Introduction
Urban Heat Islands (UHIs) and heat waves are some of the fastest-growing climate risks for cities. Between 2000 and 2019, heat contributed to roughly 489,000 deaths globally each year (UNDRR, 2026). Europe is warming faster than any other continent and the record-breaking heatwaves of June 2026 in Germany, Poland and the Czech Republic made this risk impossible to ignore (UNDRR, 2026; Guerreiro et al., 2018). In the Czech Republic, where more than 70% of the population already lives in cities, this is especially pressing for the elderly, who make up a growing share of residents (Krkoška Lorencová et al., 2018).

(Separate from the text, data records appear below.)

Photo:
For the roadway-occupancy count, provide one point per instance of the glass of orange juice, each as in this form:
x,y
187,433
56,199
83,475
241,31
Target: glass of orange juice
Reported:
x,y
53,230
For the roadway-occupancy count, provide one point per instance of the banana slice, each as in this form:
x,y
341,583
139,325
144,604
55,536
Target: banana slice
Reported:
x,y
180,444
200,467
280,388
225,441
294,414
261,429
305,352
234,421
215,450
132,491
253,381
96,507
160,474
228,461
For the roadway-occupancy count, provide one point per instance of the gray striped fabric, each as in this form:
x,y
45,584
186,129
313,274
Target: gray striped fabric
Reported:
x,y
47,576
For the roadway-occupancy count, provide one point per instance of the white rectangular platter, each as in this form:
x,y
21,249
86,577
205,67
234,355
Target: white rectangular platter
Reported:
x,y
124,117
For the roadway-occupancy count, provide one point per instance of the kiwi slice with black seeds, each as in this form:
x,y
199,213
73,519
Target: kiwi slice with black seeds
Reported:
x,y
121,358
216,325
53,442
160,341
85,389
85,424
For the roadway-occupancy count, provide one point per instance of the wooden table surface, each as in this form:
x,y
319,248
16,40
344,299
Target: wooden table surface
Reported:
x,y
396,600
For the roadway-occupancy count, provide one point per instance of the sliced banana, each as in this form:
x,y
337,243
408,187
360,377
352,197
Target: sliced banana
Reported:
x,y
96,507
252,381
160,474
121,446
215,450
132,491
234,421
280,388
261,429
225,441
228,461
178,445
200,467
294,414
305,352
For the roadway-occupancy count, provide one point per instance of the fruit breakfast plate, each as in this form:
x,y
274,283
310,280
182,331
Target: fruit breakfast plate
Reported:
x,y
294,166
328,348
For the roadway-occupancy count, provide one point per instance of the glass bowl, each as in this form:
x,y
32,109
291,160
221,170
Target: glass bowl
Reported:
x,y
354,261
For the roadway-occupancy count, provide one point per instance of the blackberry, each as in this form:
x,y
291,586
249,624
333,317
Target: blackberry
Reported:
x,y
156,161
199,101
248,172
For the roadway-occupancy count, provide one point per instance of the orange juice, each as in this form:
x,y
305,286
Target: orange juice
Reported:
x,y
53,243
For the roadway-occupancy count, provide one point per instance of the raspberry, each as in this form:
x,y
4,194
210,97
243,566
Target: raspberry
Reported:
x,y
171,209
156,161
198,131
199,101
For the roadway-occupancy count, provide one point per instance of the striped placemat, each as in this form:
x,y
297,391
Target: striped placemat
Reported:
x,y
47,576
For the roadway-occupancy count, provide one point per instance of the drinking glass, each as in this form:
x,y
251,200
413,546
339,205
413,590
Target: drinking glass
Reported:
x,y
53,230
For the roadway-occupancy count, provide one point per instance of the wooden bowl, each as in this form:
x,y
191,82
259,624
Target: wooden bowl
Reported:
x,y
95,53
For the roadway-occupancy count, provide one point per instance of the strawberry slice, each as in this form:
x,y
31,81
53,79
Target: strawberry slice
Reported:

Although UHIs are among the most studied urban climate phenomena (Oke et al., 2017), most research still relies purely on physical measurements, overlooking how people actually experience heat. This thesis therefore combines satellite and sensor-based thermal data with participatory mapping results and socio-demographic data to build a more holistic persepctive of who is affected by UHIs in Olomouc and where.
Objectives
This thesis develops a transferable geospatial framework to assess UHI risk in Olomouc, Czech Republic, combining thermal, urban structure, socio-demographic and human perception data. It is guided by three main goals:
- Preparing and harmonizing all indicators within a common hexagonal spatial framework.
- Building and applying a UHI risk model based on hazard, exposure, sensitivity and adaptive capacity and validating it against independent sensor network data.
- Communicating the results through an interactive web mapping application that supports decision-makers in identifying priority zones for UHI mitigation and adaptation.
Study Area
Olomouc is the sixth largest city in the Czech Republic, located in central Moravia, with around 103,000 inhabitants (CZSO, 2025). More than a third of its population belongs to vulnerable age groups, 16% are under 14 and 20% are over 65 (CZSO, 2021). The city covers 103 km², with a historic, densely built city center surrounded by a belt of parks, older apartment blocks and newer suburban development (Lehnert et al., 2021).
Methodology
All data was harmonized within a hexagonal grid (100 m side length), independent of administrative boundaries, to allow consistent comparison across the city. Each indicator was normalized to a 0–1 scale using min-max normalization, following the GIZ Vulnerability Sourcebook approach (GIZ, 2014).
UHI risk was then modeled following the IPCC's climate risk framework as a function of hazard, exposure and vulnerability, with vulnerability further split into sensitivity and adaptive capacity (IPCC, 2014). Hazard was derived from ECOSTRESS land surface temperature; exposure from urban structure and population density; sensitivity from vulnerable population groups, vulnerable infrastructure and reported thermal discomfort; and adaptive capacity from green space, healthcare access and reported thermal comfort. The hazard component was validated against an IoT sensor network of ten weather stations.
The model was implemented as a reproducible ArcGIS Pro toolbox, freely available on GitHub, allowing the methodology to be applied to other cities and datasets.
Results
UHI risk is highest in and around Olomouc's densely built city center, but its drivers differ across the city. Industrial and commercial zones show high risk mainly because of elevated surface temperatures, while residential neighborhoods such as Nové Sady and Povel stand out due to a high concentration of vulnerable residents rather than heat alone. Public parks consistently reduce risk by lowering hazard and improving thermal comfort.
For further insights, all indicator and component maps can be found in the map gallery.
Comparing the model's hazard component to sensor measurements showed only weak agreement, suggesting that satellite-derived surface temperature alone does not fully capture nighttime air temperature patterns, a gap that could be closed with the integration of this data as the sensor network expands.
Conclusion
This thesis shows that combining objective thermal data with subjective thermal perception and socio-demographic vulnerability gives a more complete picture of UHI risk than physical measurements alone. Comparing the results to Olomouc's existing adaptation strategy confirmed that the city's current approach only partly considers residential areas with high concentrations of vulnerable people, which this framework was able to identify.
These differentiated priority zones translate into different recommendations ranging from shading and cooling measures for the pedestrian-heavy city center, early warning systems for vulnerable residential neighborhoods and heat-load reduction in industrial areas. Because the underlying model is reproducible, it could be transferred to other cities facing similar challenges.
Some limitations point toward future work: the sensor network was too small to be integrated directly into the risk model and served only for validation and the current hexagon resolution could be refined further with the integration of additional high-resolution data. As Olomouc's IoT sensor network expands and climate projections become available, this framework could be extended to model future UHI risk rather than only present conditions.